Pengchengpcx / Class-overwhelms-Mutual-Conditional-Blended-Target-Domain-Adaptation

[AAAI2023] Class Overwhelms: Mutual Conditional Blended-Target Domain Adaptation
MIT License
8 stars 0 forks source link

The file cada_styflip.py cannot be run, even though I have installed RandAugment. ValueError: Expected input batch_size (90) to match target batch_size (84). #3

Closed csrwang closed 1 year ago

csrwang commented 1 year ago

The file cada_styflip.py cannot be run, even though I have installed xxx.

The error message is: ValueError: Expected input batch_size (90) to match target batch_size (84). What is the relationship between bs_limit and batch_size? Why does the code frequently give errors due to batch_size?

Here are my code parameter settings: [cada_styflip.py][INFO] Namespace(amp=True, aug_num=1, batch_size=32, bs_limit=96, catal=True, dataset='office-home', discriminator='Categorical_discriminator', div='kl', eval_epoch=1, feat_dim=256, freq=False, gpu_id='4', hid_dim=1024, iter_epoch=500, log_step_pre=10, lr=0.01, lr_decay=0.75, lr_gamma=0.001, margin=0.05, max_epoch=30, momentum=0.9, nesterov=True, net='resnet50', num_classes=65, num_domains=4, p_adain=0.01, pretrained=True, rand_aug=False, resume=False, resume_file=None, seed=2020, sigma=0.1, source=0, sub_log='0727_catal_amp_home', temp=0.05, weight_decay=0.001, with_permute_adain=False, workers=3)

When I switch the dataset to office31, the code can run, with the parameters: [cada_styflip.py][INFO] Namespace(amp=True, aug_num=1, batch_size=32, bs_limit=96, catal=True, dataset='office31', discriminator='Categorical_discriminator', div='kl', eval_epoch=1, feat_dim=256, freq=False, gpu_id='4', hid_dim=1024, iter_epoch=500, log_step_pre=10, lr=0.01, lr_decay=0.75, lr_gamma=0.001, margin=0.05, max_epoch=30, momentum=0.9, nesterov=True, net='resnet50', num_classes=31, num_domains=3, p_adain=0.01, pretrained=True, rand_aug=False, resume=False, resume_file=None, seed=2020, sigma=0.1, source=0, sub_log='0727_catal_amp', temp=0.05, weight_decay=0.001, with_permute_adain=False, workers=3). However, the accuracy is only 65.67%, which is far from the 92.4% mentioned in the paper.

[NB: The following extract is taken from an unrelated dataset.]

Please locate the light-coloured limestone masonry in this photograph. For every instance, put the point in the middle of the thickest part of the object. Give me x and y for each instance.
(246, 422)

But when I set batch_size=64 for office31, I get the error ValueError: Expected input batch_size (50) to match target batch_size (36).

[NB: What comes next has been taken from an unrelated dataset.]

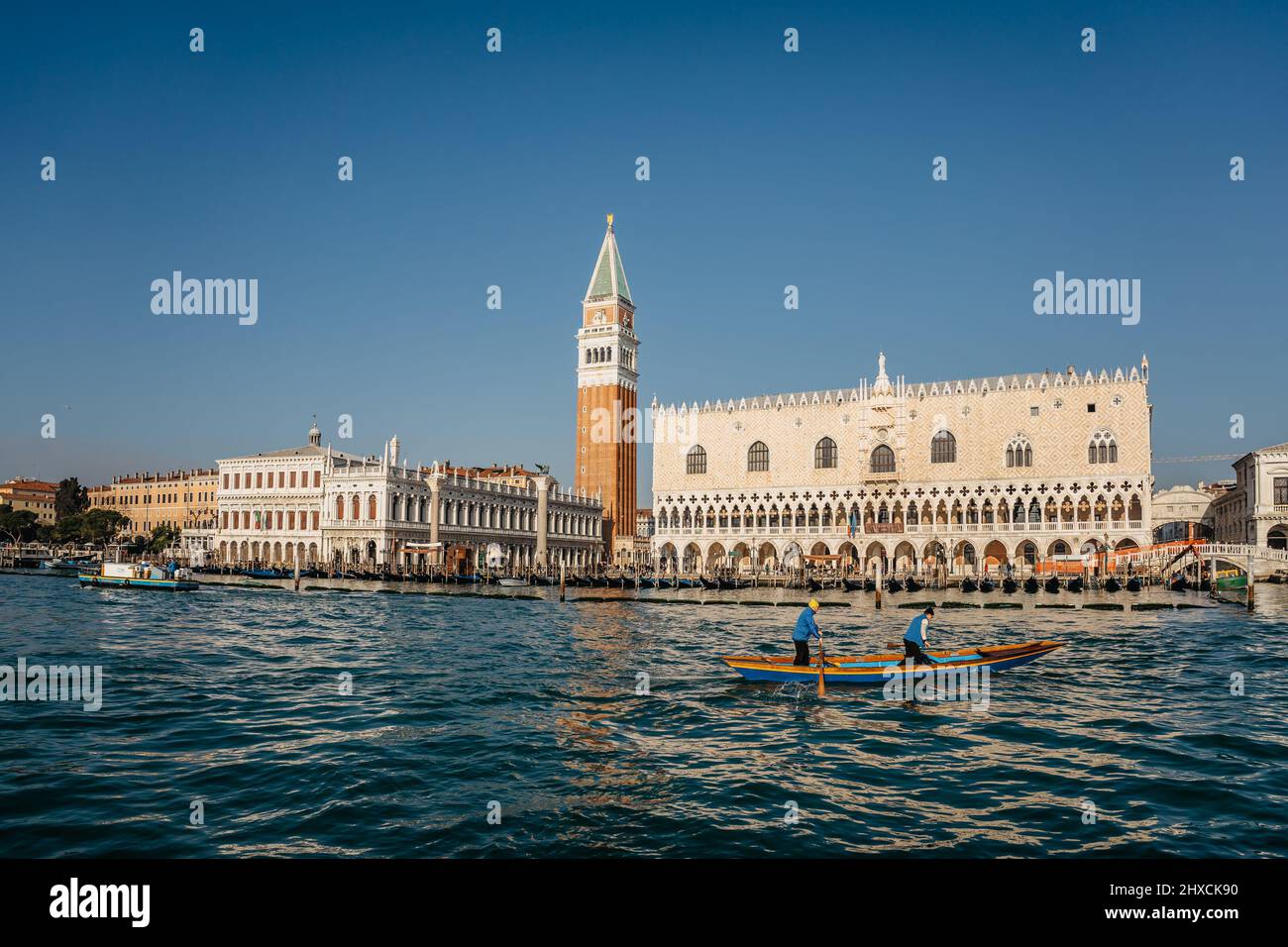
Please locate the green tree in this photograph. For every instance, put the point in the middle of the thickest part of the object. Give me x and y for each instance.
(69, 499)
(99, 527)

What is the relationship between bs_limit and batch_size? Why does the code frequently give errors due to batch_size?

Pengchengpcx commented 1 year ago

If --catal is set as True, then it means the model uses categorical balanced sampling on the source domain. In this case, --batch_size means the number of images sampled for each category. So, the actual batch is equal to --batch_size * the_number_of_categories. And --bs_limit means the maximum limit for the actual batch size. This avoids the overflow of the GPU ram.

For example in Office 31, if --catal is set as True, the --batch_size == 2, then the actual batch fed into the GPU is --batch_size 31 (the number of classes). And --bs_limit is constraint such that --batch_size 31 <= --bs_limit.

If --catal is set as False, then there is no categorical balanced sampling, and --batch_size just means the actual batch fed into the GPU.